I felt an immediate emotional connection with my black baptist church culture. I love to dance. I can dance there, in the pew I sit in, either the first or second pew on the right side, or, if so moved by the Spirit, I could dance up the center aisle or in between the first pews and the altar. I love to sing. We do a lot of singing, especially of the old-time hymns of my boyhood Methodist church. I love to emote, sometimes loudly, even shouting out. That's okay at Zion also.
Rev. Giles sometimes dances a bit in and around the pulpit, even down towards the pews on either side of the altar where the church Deacons sit on the left side and the church Officers on the right. Rev. Giles often sings from the pulpit, either to work up the congregation to a fevered pitch, or to calm us down when we're a bit too fevered and he needs to move us on to the next part of the service. He even plays the piano behind and to the left of the altar, back near where the choir sits. On the other side of the rear of the church is the electric organ, the drum set, and the area where one or more guitar players play their musical praises to Jesus and the Lord. And Rev. Giles also emotes, jokes, and viscerally leads us in giving thanks to God for getting us up that morning, making our limbs move, our minds work. Rev. Giles also is a student of the bible. He gives meaty, intelligent, erudite sermons. He's very well-spoken. There's no question he loves to put on a great show, all for the glory of God.

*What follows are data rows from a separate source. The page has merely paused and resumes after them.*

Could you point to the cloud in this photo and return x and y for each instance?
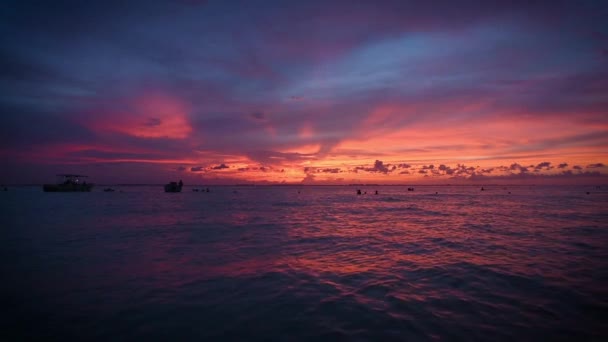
(258, 115)
(517, 167)
(220, 167)
(543, 165)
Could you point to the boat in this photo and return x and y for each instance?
(69, 183)
(174, 187)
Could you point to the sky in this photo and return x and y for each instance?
(312, 92)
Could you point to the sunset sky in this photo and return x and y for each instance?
(315, 92)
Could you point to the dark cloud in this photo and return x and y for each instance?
(378, 167)
(517, 167)
(153, 122)
(543, 165)
(329, 170)
(258, 115)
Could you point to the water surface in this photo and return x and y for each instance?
(306, 263)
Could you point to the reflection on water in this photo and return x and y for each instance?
(271, 263)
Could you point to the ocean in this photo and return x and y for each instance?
(305, 263)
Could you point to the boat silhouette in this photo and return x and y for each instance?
(174, 186)
(68, 183)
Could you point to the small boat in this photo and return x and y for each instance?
(68, 183)
(174, 187)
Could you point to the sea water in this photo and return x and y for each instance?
(448, 263)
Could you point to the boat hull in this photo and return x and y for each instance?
(67, 187)
(171, 187)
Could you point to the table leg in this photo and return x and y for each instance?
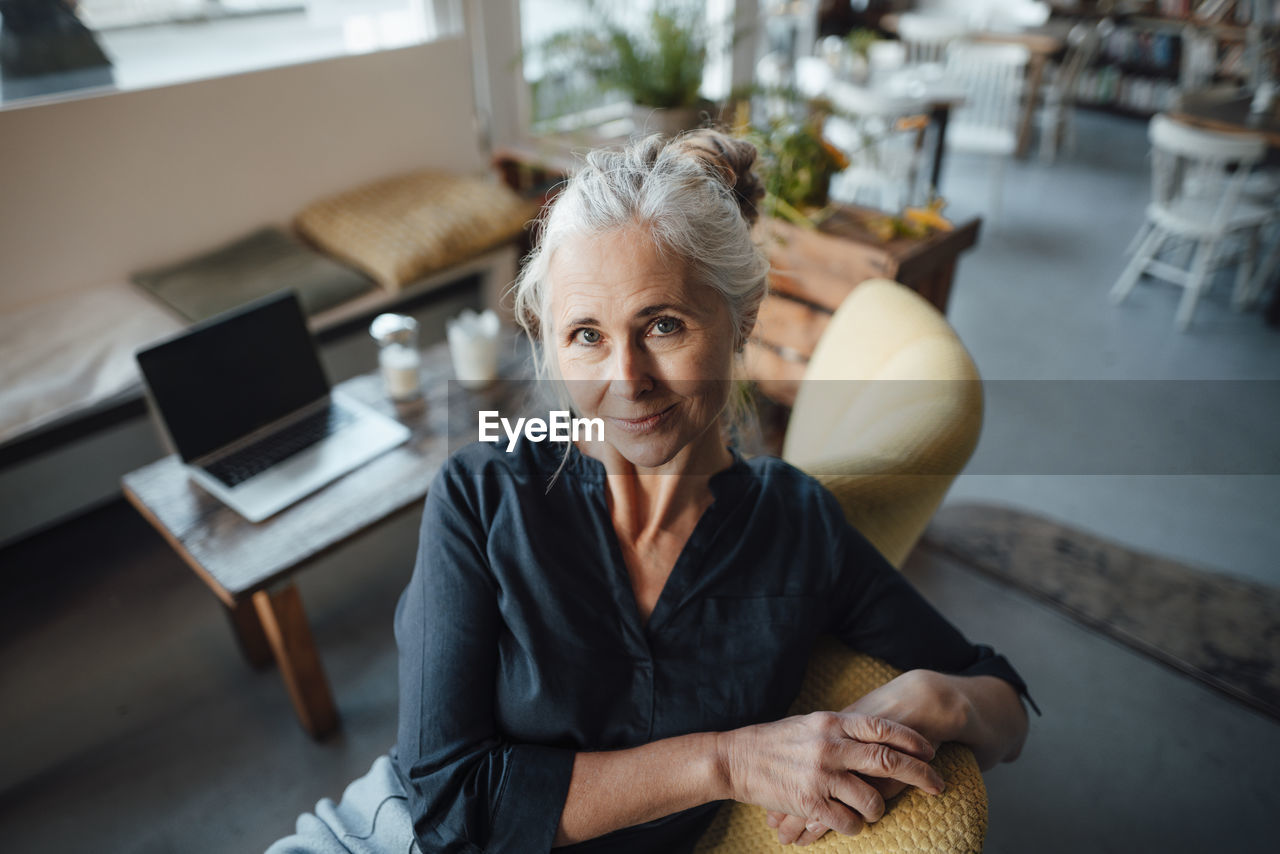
(940, 114)
(1034, 73)
(286, 626)
(250, 635)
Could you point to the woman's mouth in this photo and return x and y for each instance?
(643, 424)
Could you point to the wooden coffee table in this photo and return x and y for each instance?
(250, 566)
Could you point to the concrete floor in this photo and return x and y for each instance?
(132, 724)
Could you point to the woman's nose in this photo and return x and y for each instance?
(632, 373)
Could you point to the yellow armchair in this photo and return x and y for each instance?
(888, 412)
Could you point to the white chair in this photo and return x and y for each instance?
(991, 77)
(1197, 200)
(927, 37)
(1056, 117)
(885, 158)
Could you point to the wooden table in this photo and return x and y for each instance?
(812, 272)
(1230, 114)
(250, 567)
(1043, 42)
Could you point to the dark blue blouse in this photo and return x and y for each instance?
(520, 639)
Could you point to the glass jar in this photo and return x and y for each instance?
(398, 356)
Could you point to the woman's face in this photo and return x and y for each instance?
(639, 346)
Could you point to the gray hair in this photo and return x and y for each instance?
(694, 193)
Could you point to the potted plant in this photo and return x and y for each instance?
(658, 64)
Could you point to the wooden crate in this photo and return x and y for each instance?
(813, 270)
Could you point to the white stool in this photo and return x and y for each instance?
(1197, 178)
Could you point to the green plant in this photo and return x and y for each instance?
(795, 164)
(656, 64)
(859, 41)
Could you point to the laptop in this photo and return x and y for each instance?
(248, 409)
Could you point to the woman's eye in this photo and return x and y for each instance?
(666, 325)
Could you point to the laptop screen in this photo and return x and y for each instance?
(233, 374)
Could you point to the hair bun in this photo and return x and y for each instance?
(731, 159)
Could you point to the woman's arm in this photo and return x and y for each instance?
(800, 765)
(982, 712)
(613, 789)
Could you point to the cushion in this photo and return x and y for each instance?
(73, 351)
(913, 822)
(261, 263)
(402, 228)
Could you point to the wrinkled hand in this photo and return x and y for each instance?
(800, 766)
(914, 699)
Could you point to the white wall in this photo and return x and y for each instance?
(92, 190)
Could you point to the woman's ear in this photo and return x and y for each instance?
(745, 329)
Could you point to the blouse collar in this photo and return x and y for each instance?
(592, 470)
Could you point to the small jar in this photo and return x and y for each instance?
(397, 355)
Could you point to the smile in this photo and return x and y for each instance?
(645, 424)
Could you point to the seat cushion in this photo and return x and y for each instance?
(255, 265)
(913, 822)
(73, 351)
(402, 228)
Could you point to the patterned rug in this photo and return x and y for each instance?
(1221, 630)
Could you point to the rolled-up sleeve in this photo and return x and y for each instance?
(877, 611)
(469, 788)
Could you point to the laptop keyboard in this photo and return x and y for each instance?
(260, 456)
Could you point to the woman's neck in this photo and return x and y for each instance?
(644, 501)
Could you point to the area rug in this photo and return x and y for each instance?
(1224, 631)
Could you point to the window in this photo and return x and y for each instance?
(561, 94)
(138, 44)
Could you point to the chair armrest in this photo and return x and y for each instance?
(954, 821)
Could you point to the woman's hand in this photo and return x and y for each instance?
(801, 765)
(917, 699)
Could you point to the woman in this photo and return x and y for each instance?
(600, 639)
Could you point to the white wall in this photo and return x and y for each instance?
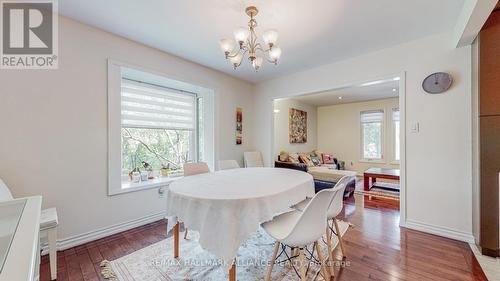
(439, 156)
(281, 140)
(54, 126)
(339, 133)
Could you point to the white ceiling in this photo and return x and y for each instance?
(312, 32)
(381, 90)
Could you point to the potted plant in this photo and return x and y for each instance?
(165, 167)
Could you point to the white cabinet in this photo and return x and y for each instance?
(19, 239)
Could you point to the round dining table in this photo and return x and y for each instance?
(227, 207)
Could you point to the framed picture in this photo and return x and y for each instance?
(297, 126)
(239, 125)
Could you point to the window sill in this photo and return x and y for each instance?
(128, 186)
(376, 161)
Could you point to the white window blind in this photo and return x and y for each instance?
(148, 106)
(395, 114)
(372, 116)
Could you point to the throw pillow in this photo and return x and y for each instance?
(284, 156)
(328, 159)
(316, 160)
(306, 159)
(293, 157)
(319, 154)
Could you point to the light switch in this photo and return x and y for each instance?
(415, 127)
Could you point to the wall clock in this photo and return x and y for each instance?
(437, 83)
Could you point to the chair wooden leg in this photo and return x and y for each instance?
(330, 250)
(302, 265)
(52, 237)
(339, 236)
(273, 259)
(326, 276)
(176, 240)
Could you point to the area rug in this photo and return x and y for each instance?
(156, 262)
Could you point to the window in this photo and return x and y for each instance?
(371, 134)
(158, 126)
(156, 120)
(395, 124)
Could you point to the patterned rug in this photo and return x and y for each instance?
(156, 262)
(380, 192)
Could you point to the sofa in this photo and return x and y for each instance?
(325, 175)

In a recent "Bobs blog" post, I discussed the poem I've come to love, "Be Always Drunken," by the French romantic poet of the 19th Century, Charles Baudelaire. Being drunken, in this wonderful poem, really means being excited by life, high on experience, affirming the goodness of existence. When I say that I've accepted Jesus Christ as my Lord and Savior, a secular way of understanding what I mean is this. Jesus is the name of a man who once walked the earth. He lived His life in such a way that people who had soured on life, as I had when I wanted to end my life in the Fall of 2010, used Jesus as the occasion to regain their love of life and once again "Be Drunken" on Life.

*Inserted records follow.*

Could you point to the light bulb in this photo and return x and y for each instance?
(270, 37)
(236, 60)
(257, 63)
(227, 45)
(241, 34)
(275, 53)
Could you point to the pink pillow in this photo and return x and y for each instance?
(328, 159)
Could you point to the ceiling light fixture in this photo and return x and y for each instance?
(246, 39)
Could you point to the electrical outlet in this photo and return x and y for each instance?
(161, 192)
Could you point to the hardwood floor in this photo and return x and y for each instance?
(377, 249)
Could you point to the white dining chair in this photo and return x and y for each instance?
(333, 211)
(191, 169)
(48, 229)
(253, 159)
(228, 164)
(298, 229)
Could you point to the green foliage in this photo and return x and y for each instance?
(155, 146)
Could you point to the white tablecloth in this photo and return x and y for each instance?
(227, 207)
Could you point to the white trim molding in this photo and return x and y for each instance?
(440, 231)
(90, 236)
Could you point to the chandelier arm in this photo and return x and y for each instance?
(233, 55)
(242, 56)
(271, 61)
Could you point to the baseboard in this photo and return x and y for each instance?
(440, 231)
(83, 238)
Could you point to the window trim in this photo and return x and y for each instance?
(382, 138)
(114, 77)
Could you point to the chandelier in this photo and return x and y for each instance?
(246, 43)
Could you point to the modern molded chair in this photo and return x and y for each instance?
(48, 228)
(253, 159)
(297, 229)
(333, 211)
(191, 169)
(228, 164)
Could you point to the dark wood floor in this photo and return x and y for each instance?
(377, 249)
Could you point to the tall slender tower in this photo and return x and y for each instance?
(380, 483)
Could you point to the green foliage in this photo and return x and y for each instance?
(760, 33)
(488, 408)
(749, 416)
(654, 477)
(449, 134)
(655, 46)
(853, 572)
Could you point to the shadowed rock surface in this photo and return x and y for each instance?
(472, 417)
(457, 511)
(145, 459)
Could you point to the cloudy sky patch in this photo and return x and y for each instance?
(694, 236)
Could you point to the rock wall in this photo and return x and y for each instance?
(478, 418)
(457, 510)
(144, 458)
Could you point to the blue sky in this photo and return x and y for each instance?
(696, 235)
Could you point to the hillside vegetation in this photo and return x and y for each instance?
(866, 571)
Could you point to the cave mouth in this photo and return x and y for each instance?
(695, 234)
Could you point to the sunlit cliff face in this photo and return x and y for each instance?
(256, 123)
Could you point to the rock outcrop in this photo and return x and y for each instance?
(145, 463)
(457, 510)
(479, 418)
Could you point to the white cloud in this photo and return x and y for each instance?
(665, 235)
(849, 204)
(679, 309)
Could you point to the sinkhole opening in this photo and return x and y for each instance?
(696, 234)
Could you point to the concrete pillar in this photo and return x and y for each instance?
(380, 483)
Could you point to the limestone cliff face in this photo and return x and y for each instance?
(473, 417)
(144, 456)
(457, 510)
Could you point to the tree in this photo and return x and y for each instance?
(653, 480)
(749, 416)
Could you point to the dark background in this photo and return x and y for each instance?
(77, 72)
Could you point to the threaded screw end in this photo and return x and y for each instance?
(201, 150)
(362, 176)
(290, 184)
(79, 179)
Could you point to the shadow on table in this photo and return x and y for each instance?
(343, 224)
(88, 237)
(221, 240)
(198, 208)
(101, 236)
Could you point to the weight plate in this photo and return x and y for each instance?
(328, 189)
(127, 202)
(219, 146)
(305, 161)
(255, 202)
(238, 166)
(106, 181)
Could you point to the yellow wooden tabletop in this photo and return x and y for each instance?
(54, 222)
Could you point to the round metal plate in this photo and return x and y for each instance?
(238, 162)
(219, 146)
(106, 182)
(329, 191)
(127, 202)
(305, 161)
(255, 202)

It is neither necessary nor sufficient to "Be Always Drunken" on Life to be a religious person or a believer in Jesus Christ as Lord and Savior. One can be Jewish, or Muslim, or Christian, or secular humanist, or agnostic, or atheist, and also "Be Always Drunken" on Life. I am so constituted, by biology and history, as to "Be Always Drunken" on Life in part because of my association with, and experiences in, a black baptist protestant church. I don't care how you find a way to "Be Always Drunken" on Life, but I hope you do.